An unlicensed brothel in Remuera has closed after neighbours collected evidence that included men paying for sex after church on Sunday.
Acting on evidence collected by a neighbourhood support group, the Auckland Council investigated and found the brothel at Ascot Ave did not have resource consent.
City officials issued an abatement notice ordering the bordello to cease operating. When council officers visited the property a week later, the $1 million-plus home was empty.
One of the neighbours who collected evidence said they received an anonymous letter saying there were illegal immigrants working as prostitutes at the house. The letter gave telephone numbers for the Asian woman running the brothel.
"We were very unhappy about having a brothel in our neighbourhood. There were men hanging around, people coming to our doors and knocking looking for the prostitutes. They were blocking the road ... and even parking in the St Aidan's Anglican Church carpark [on Remuera Rd].

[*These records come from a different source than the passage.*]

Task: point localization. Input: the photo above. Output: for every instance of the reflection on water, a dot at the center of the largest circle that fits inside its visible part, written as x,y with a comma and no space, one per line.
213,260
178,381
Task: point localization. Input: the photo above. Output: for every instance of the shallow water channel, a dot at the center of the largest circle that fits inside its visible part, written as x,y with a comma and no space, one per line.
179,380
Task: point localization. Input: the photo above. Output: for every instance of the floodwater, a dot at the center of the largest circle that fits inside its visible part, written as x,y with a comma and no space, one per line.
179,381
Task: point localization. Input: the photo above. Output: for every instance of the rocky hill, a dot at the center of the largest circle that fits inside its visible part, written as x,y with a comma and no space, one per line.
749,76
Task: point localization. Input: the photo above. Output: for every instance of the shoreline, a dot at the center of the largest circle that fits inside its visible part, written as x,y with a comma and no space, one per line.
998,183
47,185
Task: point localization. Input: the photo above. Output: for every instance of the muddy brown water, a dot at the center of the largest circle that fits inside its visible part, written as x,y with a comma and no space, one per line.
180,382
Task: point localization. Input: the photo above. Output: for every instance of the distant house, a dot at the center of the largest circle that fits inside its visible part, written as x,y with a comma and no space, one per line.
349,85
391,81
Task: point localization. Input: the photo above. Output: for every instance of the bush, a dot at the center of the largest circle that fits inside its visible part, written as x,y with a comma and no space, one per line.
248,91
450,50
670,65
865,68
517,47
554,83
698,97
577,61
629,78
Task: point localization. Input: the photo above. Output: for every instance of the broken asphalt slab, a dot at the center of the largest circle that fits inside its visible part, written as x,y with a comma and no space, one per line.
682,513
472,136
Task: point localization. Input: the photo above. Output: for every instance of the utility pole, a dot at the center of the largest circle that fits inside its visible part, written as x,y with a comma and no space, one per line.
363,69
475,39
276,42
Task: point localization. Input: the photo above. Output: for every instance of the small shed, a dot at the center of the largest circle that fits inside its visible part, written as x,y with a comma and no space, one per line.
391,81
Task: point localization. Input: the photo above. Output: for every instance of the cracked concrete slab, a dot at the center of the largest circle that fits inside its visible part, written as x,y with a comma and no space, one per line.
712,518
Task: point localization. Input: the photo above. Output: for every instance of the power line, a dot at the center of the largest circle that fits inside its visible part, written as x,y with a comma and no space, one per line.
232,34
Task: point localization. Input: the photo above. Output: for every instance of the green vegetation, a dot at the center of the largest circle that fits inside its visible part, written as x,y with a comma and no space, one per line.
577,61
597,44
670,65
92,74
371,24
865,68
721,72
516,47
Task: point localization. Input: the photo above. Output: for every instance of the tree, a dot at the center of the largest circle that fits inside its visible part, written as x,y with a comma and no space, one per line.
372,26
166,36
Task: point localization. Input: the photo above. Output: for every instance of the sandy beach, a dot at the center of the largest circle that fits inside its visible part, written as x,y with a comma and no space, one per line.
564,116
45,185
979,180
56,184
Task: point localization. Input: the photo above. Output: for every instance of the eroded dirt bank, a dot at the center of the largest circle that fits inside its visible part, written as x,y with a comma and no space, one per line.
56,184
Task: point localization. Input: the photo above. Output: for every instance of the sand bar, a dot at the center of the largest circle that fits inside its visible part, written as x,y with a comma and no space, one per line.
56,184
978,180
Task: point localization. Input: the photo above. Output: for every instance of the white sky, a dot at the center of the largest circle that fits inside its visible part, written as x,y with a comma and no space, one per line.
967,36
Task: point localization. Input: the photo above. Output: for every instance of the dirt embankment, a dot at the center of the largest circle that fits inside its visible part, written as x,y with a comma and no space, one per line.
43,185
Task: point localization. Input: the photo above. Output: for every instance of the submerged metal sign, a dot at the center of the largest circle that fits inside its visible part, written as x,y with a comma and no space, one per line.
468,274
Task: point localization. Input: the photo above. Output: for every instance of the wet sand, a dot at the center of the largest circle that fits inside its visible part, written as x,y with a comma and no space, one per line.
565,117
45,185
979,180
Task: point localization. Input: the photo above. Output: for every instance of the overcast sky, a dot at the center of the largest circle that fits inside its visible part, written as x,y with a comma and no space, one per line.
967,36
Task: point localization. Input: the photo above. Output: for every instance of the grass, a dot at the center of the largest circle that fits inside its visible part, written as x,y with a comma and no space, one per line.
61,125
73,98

"It is unbelievable the men that come and go. Young, old, every nationality you can imagine. Some in their turbans after church on a Sunday," said the neighbour, who did not want to be named.
Another neighbour said the house had been supposedly rented for international language students.
The principal of Remuera Intermediate School in Ascot Ave, Janet Exon, said the board of trustees backed the neighbourhood group's actions.
"If there is something like that [a brothel] close to a school, it is probably not a good idea," she said.
Auckland Council acting central resource consents manager David Oakhill said the council was considering further enforcement action.
The neighbourhood group - having checked adult entertainment advertisements - believes that the Asian woman is running at least one other brothel in Auckland.
Tomorrow, the council's regulatory and bylaws committee will consider the issue of reviewing the brothels and commercial sex premises bylaws inherited from the seven former territorial councils.
On the vexed issue of the location of brothels, a number of local boards do not want them or other commercial sex premises in residential areas and think there should be a minimum distance from schools and churches.
The Prostitutes Collective and some in the sex industry want the industry to be self-regulated.